US 12,008,071 B2
System and method for parameter compression of capsule networks using deep features
Chandan Kumar Singh, Noida (IN); Vivek Kumar Gangwar, Noida (IN); Anima Majumder, Bangalore (IN); Prakash Chanderlal Ambwani, Noida (IN); and Rajesh Sinha, Noida (IN)
Assigned to TATA CONSULTANCY SERVICES LIMITED, Mumbai (IN)
Filed by Tata Consultancy Services Limited, Mumbai (IN)
Filed on Jul. 16, 2021, as Appl. No. 17/377,628.
Claims priority of application No. 202021030618 (IN), filed on Jul. 17, 2020.
Prior Publication US 2022/0044065 A1, Feb. 10, 2022
Int. Cl. G06N 3/045 (2023.01); G06F 18/21 (2023.01); G06F 18/2431 (2023.01); G06N 3/08 (2023.01); G06V 10/40 (2022.01)

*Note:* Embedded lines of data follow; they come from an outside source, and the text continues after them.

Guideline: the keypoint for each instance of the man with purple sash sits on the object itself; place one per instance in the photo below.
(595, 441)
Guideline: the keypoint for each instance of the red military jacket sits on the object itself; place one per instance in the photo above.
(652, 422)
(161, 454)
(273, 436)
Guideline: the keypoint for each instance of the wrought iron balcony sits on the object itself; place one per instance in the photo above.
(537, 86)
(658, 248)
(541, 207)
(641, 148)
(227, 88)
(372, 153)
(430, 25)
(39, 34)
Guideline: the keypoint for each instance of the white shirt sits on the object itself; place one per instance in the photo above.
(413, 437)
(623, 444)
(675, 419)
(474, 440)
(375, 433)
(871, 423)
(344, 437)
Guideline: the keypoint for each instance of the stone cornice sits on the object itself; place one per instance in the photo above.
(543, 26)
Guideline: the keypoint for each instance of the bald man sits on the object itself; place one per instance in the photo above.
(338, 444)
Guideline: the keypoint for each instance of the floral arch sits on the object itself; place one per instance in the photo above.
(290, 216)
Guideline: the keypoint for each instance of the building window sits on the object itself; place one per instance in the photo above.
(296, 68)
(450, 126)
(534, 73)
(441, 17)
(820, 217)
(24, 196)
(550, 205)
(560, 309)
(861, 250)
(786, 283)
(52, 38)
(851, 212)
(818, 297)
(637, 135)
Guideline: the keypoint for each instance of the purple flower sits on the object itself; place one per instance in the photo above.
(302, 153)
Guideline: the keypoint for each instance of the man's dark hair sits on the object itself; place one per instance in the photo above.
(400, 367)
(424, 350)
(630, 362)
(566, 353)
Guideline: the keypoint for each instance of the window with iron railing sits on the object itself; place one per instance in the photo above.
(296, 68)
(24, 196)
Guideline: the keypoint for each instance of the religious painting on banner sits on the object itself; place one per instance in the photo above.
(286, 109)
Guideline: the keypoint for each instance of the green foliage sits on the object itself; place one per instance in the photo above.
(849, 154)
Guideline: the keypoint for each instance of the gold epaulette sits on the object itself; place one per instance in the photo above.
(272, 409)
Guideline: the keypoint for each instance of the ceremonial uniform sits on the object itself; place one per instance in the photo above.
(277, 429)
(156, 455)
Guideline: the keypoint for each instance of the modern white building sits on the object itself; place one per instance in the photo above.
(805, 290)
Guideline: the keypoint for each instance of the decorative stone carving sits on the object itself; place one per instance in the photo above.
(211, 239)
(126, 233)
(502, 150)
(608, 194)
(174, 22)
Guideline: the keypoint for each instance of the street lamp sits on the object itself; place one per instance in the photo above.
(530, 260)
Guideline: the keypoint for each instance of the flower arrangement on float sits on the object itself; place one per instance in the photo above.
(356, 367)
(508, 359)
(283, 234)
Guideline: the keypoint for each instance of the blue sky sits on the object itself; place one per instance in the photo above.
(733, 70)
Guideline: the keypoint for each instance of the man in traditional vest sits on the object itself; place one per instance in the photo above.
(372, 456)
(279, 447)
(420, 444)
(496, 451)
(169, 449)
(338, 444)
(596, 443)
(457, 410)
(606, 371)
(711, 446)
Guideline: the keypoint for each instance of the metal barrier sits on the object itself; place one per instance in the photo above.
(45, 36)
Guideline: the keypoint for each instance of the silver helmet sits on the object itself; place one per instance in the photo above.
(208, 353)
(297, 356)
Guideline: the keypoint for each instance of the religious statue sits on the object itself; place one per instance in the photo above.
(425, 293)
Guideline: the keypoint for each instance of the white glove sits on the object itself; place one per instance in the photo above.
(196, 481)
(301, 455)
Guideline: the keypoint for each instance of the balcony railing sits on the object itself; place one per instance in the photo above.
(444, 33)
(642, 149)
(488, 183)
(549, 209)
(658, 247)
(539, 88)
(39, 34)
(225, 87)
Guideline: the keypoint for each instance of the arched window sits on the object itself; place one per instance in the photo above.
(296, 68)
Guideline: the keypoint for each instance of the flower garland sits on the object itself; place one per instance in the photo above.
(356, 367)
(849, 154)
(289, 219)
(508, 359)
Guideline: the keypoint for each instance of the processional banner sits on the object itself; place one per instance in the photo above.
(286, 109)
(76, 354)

CPC G06F 18/21 (2023.01) [G06F 18/2431 (2023.01); G06N 3/08 (2013.01); G06V 10/40 (2022.01)] 7 Claims
OG exemplary drawing
 
1. A processor implemented method, comprising:
employing a deep feature based Capsule Network for a task, via one or more hardware processors, the employed deep feature based Capsule Network is a deep neural network including one or more capsules, each capsule of the one or more capsules is a set of neurons of the deep feature based Capsule Network, the deep feature based Capsule Network comprising:
a feature extraction layer comprising a set of feature extraction units, wherein each feature extraction unit of the set of feature extraction units comprises:
alternate convolutional layers with 512 filters having kernal size 3×3 and 256 filters with kernal size 1×1 respectively, and
a batch normalization (BN) layer, and
a capsule layer that includes:
a primary capsule layer comprising a set of primary Capsules for defining representation of initial deep features in form of vectors that are trained to learn geometric transformations in a routing-by-agreement process, wherein the primary capsule layer comprises a plurality of neurons of the deep feature based Capsule Network, and
a class capsule layer comprising a set of class capsules, wherein the routing-by-agreement process comprises passing information from each of the set of primary capsules to each capsule in the set of class capsules only for features that contributed to prediction of at least one class in the past, and refrains from passing the information from each of the set of primary capsules to each capsule in the set of class capsules for features that did not contribute to prediction of at least one class in the past,
wherein the feature extraction layer is prior to the capsule layer, the feature extraction layer configured to extract the deep features from input data,
wherein employing the deep feature based Capsule Network comprises:
passing, successively through each of the set of feature extraction units, an input data to obtain a set of deep features;
performing, by the primary capsule layer, a convolution of the set of deep features into the set of primary capsules, wherein the set of primary capsules in the primary capsule layer comprises an optimal number of capsules based on a number of features in the set of deep features; and
predicting, at the class capsule layer, a set of classes from the set of deep features, wherein each capsule in the set of class capsules predict a single class and is activated only for those primary block capsules which together agrees for a required class during a training phase of the deep feature based Capsule Network, wherein a number of capsules of the one or more capsules in the set of class capsules is equal to a number of classes associated with the task, and further receiving the set of classes predicted by the class capsule layer via a decoder and reconstructing an image associated with the task based on the set of classes during a training phase of the deep feature based Capsule Network.